Pero, a todo esto, ¿por qué querríamos charlar con la computadora? ¿Qué podría tener para decirnos? No tiene apreciaciones estéticas, corazonadas sobre nuestra vida, comentarios propios sobre algo que está pasando. La razón principal por la que querríamos interactuar con una computadora es obtener información.
Y eso es exactamente lo que estos modelos de generación de cosas no están pensados para hacer. No se supone que distinga lo cierto de lo falso. Ni las fuentes confiables de las otras. Toda la idea es que parezca que hace eso, sonar convincente.

Tal vez por eso tanta gente los usa para buscar información fáctica. Y la “inteligencia artificial” no tiene problema en bolacear, porque para eso está programada. Tarde o temprano se aprenderá de los chascos y se gravitará hacia otras herramientas más útiles para eso. Mientras tanto, está el problema de la percepción.
Porque como muchos decidieron que el ChatGPT es el nuevo Google, Google decidió que tiene que parecerse al ChatGPT. Dio protagonismo entonces a un regurgitador de palabras propio, que ofrece la información que cree que el usuario está pidiendo, con total convicción y cualquier cantidad de errores. Porque el Google no se supone que nos provea la información, sino que siempre fue quien nos llevaba a donde estaba. Era excelente cuando hacía eso.
Podemos usar estas herramientas para otras cosas para las que sí están pensadas. Muchos generan imágenes o videos, que también suelen tener errores cuando uno mira más o menos de cerca, pero no significa que carezcan de usos útiles. De a poco las cosas irán decantando, bajará la espuma y veremos el verdadero valor de estos softwares, que seguro tienen.

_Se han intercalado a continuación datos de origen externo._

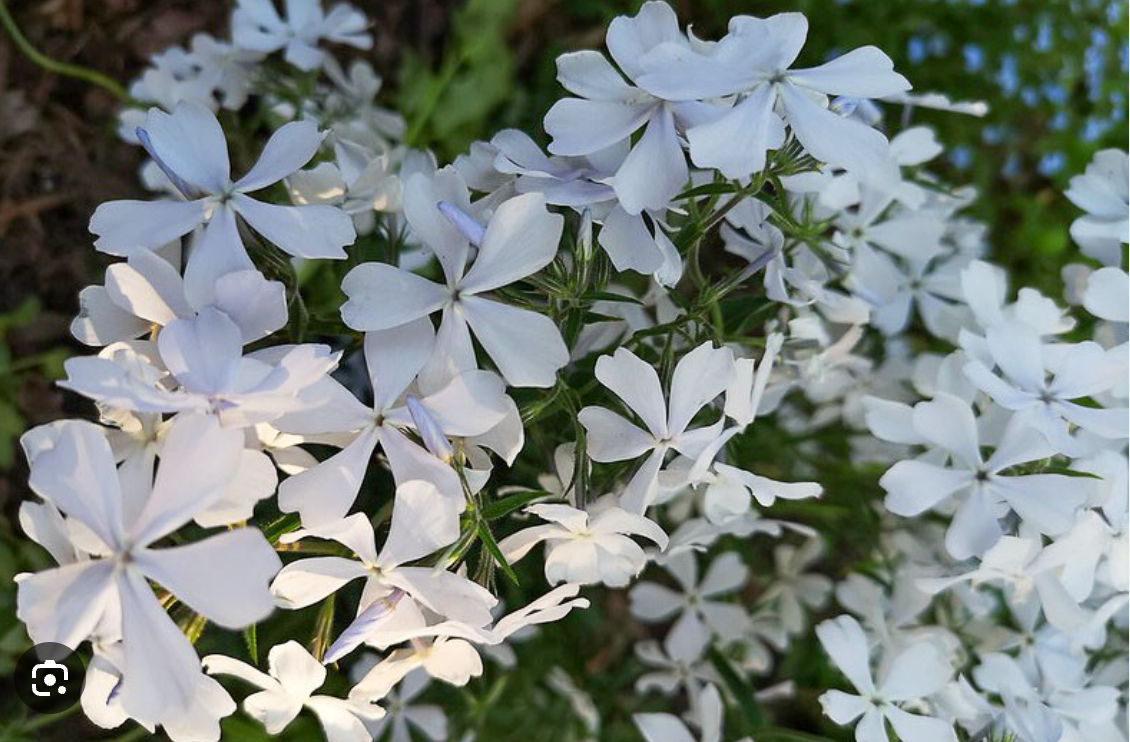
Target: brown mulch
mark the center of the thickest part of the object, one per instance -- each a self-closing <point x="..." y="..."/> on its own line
<point x="57" y="172"/>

Mientras tanto, los años me enseñaron a ser escéptico de las cosas que la industria informática vende como la nueva revolución. Lo que era verdaderamente revolucionario, como el iPhone o la web, fue adoptado con naturalidad, al punto que bastante rápido dejó de ser necesario vender el concepto. Pasaron a vender cosas nuevas que les podemos hacer hacer.
La persistencia del “esto es revolucionario” me hace pensar que no lo es tanto, que tarde o temprano la frase “inteligencia artificial” se va a quemar y la gente fascinada pasará a algún concepto nuevo, que también será una iteración de algo conocido.
Porque, convengamos, ya no hay tantas novedades en esta materia. Es muy difícil inventar algo nuevo en una industria que quiere innovar constantemente desde hace décadas. Pararnos sobre hombros de gigantes no nos hace gigantes.